By Penny Starr
November 9, 2012
(CNSNews.com) – It’s Friday morning, and so far today, the Obama administration has posted 165 new regulations and notifications on its reguations.gov website.
In the past 90 days, it has posted 6,125 regulations and notices – an average of 68 a day.
The website allows visitors to find and comment on proposed regulations and related documents published by the U.S. federal government. "Help improve Federal regulations by submitting your comments," the website says.
The thousands of entries run the gamut from meeting notifications to fee schedules to actual rules and proposed rule changes.
In recent days, for example, the EPA posted a proposed rule involving volatile organic compound emissions from architectural coatings: “We are approving a local rule that regulates these emission sources under the Clean Air Act (CAA or the Act),” the proposed rule states. “We are taking comments on this proposal and plan to follow with a final action.”

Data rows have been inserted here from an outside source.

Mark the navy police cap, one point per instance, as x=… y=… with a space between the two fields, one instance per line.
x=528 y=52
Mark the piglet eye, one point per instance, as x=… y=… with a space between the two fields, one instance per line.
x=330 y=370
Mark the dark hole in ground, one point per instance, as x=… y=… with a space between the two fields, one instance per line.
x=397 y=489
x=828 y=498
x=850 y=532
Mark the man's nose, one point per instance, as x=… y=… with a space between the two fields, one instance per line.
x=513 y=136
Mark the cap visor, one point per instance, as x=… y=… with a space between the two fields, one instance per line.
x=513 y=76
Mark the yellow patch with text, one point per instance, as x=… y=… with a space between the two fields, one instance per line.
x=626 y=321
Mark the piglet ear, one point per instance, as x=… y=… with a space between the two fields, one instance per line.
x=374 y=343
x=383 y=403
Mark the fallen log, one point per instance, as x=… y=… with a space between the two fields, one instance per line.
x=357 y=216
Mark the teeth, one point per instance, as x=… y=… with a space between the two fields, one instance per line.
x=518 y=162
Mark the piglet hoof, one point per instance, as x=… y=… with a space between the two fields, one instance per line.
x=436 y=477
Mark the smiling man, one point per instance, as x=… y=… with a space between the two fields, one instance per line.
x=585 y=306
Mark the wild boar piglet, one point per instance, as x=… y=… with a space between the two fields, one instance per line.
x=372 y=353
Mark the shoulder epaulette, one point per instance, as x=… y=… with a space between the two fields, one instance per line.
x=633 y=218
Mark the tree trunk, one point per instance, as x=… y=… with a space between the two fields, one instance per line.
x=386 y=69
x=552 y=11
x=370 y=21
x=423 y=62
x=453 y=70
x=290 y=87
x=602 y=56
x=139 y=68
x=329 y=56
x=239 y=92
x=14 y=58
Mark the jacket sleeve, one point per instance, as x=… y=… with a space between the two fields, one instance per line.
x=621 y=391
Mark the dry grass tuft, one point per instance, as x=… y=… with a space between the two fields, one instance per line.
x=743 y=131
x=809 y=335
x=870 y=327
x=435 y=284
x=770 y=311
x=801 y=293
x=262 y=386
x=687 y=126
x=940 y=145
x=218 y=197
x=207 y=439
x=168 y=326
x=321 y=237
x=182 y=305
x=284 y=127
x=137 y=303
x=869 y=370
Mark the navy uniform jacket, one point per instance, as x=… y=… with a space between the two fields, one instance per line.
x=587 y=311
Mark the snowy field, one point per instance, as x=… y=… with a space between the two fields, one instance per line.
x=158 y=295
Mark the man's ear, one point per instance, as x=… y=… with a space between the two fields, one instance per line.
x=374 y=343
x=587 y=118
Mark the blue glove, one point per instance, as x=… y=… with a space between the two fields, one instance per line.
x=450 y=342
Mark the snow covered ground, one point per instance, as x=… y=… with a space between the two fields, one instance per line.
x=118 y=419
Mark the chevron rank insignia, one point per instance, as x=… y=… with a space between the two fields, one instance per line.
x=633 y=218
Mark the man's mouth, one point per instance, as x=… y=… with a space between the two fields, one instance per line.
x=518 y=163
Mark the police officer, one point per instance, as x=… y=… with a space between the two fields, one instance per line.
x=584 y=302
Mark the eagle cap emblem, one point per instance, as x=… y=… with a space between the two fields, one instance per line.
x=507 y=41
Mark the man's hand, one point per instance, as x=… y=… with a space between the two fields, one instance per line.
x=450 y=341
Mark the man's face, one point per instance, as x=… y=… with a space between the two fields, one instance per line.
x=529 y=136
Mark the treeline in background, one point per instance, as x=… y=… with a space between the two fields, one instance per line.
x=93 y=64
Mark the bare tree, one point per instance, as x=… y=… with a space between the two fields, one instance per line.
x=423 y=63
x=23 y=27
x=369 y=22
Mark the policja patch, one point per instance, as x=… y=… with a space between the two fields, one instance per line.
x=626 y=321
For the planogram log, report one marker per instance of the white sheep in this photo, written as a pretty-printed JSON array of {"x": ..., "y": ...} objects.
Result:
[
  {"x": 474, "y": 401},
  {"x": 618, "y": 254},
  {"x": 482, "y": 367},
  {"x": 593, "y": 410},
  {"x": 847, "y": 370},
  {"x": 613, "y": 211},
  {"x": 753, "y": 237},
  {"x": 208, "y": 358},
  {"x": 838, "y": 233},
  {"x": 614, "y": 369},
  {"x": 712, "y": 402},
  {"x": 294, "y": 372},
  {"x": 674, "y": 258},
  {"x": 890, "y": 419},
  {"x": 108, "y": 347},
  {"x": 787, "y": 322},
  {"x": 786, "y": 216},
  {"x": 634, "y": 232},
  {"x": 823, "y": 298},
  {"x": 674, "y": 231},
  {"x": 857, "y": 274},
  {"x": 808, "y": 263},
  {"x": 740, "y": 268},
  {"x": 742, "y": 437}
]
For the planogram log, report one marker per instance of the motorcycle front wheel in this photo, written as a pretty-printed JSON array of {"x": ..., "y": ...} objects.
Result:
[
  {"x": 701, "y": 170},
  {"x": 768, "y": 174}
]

Another proposed rule will provide guidance for FDA staff on "enforcement criteria for canned ackee, frozen ackee, and other ackee products that contain hypoglycin A." (Ackee is the national fruit of Jamaica; unripened or inedible portions can be toxic.)
Some of the proposed regulations revise regulations already on the books.
The website also links to a video of a speech President Barack Obama gave at the U.S. Chamber of Commerce in Washington, D.C. on Feb. 7, 2011, in which the president promised to remove “outdated and unnecessary regulations.”
“I've ordered a government-wide review, and if there are rules on the books that are needlessly stifling job creation and economic growth, we will fix them,” the president said.
A number of groups, including the Competitive Enterprise Institute, expect a rush of new regulations now that President Obama has won a second term:
CEI expects the EPA to move ahead on delayed rules on everything from greenhouse gas emissions to ozone standards. “Rules from the health care bill and the Dodd-Frank financial regulation bill will also likely make themselves known in the weeks to come," the group said on its website.